HP’s enterprise inventory and discovery offering ‘Universal Discovery’ (UD) is verified by Oracle’s License Management Services (LMS) organization, which means Oracle LMS will accept data provided by HP UD during a review. HP customers can also feed UD data into HP Asset Manager for reconciliation with Oracle contracts and purchase history.
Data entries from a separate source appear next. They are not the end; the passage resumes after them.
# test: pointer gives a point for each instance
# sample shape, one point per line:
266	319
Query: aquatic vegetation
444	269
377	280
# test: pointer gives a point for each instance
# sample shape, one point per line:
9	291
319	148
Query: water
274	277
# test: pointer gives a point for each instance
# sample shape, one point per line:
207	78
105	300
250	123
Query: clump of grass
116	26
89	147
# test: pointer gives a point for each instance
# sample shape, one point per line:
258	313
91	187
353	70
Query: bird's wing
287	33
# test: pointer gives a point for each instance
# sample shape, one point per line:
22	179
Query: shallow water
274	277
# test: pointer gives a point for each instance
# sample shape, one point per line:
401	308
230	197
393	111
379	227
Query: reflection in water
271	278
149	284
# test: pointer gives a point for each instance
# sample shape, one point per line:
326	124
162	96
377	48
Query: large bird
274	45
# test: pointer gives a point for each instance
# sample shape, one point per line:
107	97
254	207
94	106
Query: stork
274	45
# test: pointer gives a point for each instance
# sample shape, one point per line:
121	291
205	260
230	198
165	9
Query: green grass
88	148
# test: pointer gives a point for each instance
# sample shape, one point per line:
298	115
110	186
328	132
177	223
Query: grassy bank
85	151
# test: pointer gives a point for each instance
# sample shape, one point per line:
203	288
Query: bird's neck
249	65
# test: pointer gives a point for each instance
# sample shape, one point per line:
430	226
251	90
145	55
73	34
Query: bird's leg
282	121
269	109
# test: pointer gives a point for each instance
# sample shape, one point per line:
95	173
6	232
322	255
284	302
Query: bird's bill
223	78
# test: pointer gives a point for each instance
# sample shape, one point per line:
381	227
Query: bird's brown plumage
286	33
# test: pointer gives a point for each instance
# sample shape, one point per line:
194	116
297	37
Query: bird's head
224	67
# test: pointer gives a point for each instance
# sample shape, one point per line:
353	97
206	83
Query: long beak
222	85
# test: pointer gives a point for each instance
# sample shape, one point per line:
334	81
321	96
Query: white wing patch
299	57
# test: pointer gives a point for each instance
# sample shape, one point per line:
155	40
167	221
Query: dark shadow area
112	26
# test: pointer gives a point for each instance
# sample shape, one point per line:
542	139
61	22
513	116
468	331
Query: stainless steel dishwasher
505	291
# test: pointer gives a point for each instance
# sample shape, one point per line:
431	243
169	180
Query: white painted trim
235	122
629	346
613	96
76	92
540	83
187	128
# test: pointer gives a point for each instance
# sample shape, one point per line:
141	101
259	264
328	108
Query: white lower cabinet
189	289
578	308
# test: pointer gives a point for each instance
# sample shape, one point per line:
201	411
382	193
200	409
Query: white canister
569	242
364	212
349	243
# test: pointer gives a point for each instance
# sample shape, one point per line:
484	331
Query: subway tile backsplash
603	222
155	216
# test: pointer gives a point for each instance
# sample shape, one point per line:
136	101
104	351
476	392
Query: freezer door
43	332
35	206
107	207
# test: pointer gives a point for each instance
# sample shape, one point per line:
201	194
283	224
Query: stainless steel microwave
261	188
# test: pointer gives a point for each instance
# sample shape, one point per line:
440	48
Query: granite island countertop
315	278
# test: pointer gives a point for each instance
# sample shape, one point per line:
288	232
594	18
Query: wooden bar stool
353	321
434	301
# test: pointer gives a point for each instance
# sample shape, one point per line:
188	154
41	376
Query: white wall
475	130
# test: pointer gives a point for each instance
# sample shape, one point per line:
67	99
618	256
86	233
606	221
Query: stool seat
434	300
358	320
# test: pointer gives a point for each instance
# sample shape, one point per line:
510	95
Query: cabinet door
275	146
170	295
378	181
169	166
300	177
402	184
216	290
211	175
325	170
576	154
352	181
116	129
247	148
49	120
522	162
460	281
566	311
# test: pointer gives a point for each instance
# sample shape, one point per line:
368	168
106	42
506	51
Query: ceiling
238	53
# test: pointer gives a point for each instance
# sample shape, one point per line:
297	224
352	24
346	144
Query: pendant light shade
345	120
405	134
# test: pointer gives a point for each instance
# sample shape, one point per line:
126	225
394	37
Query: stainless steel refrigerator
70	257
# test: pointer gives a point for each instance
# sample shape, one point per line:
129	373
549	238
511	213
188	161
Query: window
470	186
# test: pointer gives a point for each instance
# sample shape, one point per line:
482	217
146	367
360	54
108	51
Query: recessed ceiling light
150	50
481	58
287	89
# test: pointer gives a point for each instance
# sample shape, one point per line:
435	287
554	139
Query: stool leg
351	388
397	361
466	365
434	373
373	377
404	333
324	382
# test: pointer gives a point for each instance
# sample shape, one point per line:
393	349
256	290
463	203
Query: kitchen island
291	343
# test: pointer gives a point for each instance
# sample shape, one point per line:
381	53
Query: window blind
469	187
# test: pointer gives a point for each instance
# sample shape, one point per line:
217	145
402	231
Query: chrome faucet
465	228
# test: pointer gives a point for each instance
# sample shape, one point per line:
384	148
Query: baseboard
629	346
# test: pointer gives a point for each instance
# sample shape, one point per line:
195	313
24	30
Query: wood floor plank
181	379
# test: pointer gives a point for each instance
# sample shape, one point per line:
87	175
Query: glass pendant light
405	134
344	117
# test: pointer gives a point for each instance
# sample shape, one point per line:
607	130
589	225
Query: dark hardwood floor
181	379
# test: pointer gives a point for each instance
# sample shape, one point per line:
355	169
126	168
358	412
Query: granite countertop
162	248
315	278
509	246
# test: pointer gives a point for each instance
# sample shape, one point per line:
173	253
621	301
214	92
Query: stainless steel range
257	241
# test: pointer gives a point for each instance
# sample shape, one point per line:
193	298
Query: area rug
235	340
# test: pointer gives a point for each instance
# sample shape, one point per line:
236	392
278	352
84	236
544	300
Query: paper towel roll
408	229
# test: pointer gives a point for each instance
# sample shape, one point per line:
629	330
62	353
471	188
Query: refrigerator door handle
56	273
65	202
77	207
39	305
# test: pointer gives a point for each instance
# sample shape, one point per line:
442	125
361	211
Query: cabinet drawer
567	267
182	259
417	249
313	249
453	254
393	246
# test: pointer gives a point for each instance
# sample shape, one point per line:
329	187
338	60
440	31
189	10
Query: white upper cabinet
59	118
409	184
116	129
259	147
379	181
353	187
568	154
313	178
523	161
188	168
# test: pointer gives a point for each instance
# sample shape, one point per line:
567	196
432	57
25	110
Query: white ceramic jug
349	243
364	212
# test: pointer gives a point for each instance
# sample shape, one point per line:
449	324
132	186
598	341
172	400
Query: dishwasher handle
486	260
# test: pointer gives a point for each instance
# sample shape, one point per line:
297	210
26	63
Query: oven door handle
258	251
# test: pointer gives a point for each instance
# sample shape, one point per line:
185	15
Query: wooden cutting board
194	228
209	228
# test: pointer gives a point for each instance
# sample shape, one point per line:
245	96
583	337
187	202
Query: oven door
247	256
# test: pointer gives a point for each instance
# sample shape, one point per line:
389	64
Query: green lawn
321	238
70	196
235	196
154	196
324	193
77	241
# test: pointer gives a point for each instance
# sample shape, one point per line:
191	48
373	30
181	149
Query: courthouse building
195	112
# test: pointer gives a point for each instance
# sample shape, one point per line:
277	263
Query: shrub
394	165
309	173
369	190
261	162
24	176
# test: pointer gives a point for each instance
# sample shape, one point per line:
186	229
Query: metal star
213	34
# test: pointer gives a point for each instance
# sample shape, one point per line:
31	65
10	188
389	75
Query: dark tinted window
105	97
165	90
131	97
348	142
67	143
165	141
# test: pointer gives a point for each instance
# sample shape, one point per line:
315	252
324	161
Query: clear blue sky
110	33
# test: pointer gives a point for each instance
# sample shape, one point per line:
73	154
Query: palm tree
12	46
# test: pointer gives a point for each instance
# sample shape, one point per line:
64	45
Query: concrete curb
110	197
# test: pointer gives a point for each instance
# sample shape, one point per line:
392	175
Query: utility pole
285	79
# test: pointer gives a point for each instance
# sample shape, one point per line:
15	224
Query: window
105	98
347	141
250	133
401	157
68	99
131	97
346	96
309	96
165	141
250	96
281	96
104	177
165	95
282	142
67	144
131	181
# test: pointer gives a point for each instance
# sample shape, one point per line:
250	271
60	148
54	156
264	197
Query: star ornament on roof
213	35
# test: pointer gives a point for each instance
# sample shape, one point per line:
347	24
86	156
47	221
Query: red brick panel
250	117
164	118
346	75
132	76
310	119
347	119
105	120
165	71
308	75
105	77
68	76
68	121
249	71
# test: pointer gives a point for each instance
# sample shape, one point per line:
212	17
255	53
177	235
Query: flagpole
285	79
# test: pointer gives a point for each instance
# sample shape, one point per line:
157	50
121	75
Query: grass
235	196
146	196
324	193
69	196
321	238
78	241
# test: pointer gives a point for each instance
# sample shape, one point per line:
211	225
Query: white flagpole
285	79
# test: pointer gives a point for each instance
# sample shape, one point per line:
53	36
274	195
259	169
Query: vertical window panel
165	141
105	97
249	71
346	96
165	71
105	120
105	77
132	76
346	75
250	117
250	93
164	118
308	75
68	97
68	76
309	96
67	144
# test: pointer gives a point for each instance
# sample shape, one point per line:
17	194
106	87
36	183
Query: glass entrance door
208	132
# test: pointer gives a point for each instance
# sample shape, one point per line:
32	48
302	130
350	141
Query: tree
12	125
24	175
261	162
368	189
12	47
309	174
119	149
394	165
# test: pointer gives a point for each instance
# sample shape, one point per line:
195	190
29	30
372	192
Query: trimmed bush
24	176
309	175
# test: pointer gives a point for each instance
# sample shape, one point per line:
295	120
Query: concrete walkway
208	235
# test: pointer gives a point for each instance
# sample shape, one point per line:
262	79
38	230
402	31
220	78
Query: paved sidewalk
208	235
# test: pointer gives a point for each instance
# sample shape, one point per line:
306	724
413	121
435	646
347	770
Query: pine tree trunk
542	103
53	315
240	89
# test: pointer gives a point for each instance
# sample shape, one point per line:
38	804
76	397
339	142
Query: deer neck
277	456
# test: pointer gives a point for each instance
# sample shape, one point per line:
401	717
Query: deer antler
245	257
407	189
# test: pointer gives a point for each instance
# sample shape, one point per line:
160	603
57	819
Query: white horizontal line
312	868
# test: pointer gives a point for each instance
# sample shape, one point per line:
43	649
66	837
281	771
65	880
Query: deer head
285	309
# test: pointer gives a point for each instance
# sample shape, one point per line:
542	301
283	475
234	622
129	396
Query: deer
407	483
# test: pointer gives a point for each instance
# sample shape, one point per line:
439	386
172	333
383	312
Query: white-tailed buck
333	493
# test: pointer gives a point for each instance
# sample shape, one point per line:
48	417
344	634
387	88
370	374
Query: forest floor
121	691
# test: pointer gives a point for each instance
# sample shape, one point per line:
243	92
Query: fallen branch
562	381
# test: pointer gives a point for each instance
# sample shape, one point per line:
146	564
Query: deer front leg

This should shorten the duration of an Oracle audit, and when combined with HP Asset Manager, allow customers some autonomy from Oracle and independent visibility into their own audit risk.
We reviewed HP Asset Manager for SAM last year: see “Strong Enterprise SAM Contender with dated interface”
“Reconciling the disparate worlds of technical configuration data and financial procurement history is based on the principle of ‘Software Counters’; this is a real strength of HP Asset Manager. Software counters allow Software Asset Managers to build the logic to interpret any conceivable metric.”
https://itassetmanagement.net/2013/07/31/review-hp-asset-manager-sam/
I like the versatile ‘Software Counters’ approach adopted by HP, allowing customers to manage a wide variety of license types, but I found the Oracle License Management capabilities weak compared to other solutions in this review.
HP has released SAM Best Practice content package that contains Oracle SAM best practices in early 2013. This package is updated multiple times per year and is free for HP Asset Manager SAM customers (downloadable from HP LiveNetwork).
This package contains
Reporting on Oracle database options and packs, a major source of risk and potential unplanned cost, is not as clear and intuitive compared to competitors in this review.
Organizations need clear visibility into how each Oracle database instance is configured to understand licensing impact and optimize their Oracle spend.
As mentioned in my previous review of HP for SAM, whilst HP Asset Manager is very versatile, the flexibility comes at the price of having the resource and expertise to operate it. This seems especially true for managing Oracle. However, HP provides assistance by their expert teams, such as Professional Services and HP Software License Management services.
https://ssl.www8.hp.com/ww/en/secure/pdf/4aa4-6339enw.pdf
https://h20195.www2.hp.com/V2/GetDocument.aspx?docname=4AA5-0009ENW&cc=us&lc=en
https://ssl.www8.hp.com/ww/en/secure/pdf/4aa3-3865enw.pdf
https://h20195.www2.hp.com/V2/GetDocument.aspx?docname=4AA4-4155ENW&cc=us&lc=en
“HP Software Asset Management (SAM) for Oracle allows customers to optimize the license usage and total cost of their Oracle software assets, reduce the burden of reporting, and mitigate compliance risk. First, the HP SAM for Oracle solution includes “native discovery” to discover all Oracle software assets in customer’s physical and virtual environment and inventory application installations.
It also measures software usage and provides the critical information you need to control your entire environment. The HP discovery mechanism, called Universal Discovery, is Oracle-verified. Second, the HP SAM solution reconciles the data about purchased licenses from your POs and contracts and entitlements with installation data from the discovery phase. The solution provides the out-of-the-box best practices content for most common Oracle licensing models, such as processor core factor table for Oracle Enterprise Edition, socket based for Standard and Standard One, as well as Named User Plus. By having compliance status on Oracle software —on a global and departmental level—HP customers avoid purchasing software through audits, which is probably the most expensive and inefficient way to purchase and plan for software.
Third, HP offers multiple services to help customers optimize their Oracle licenses and do more with the licenses they already possess. HP Services can conduct a comprehensive evaluation of customer’s SAM practices to identify short, medium and long-term steps towards implementing better SAM practices. Afterwards, HP can assist customers to develop and implement processes based on the finding of the SAM review and based on customers’ internal governance policies. Our customers are enabled to negotiate more favourable terms on their maintenance and support contracts. They can significantly improve their planning and purchase only the licenses they need, avoiding unnecessary license and maintenance expenses for shelf-ware.”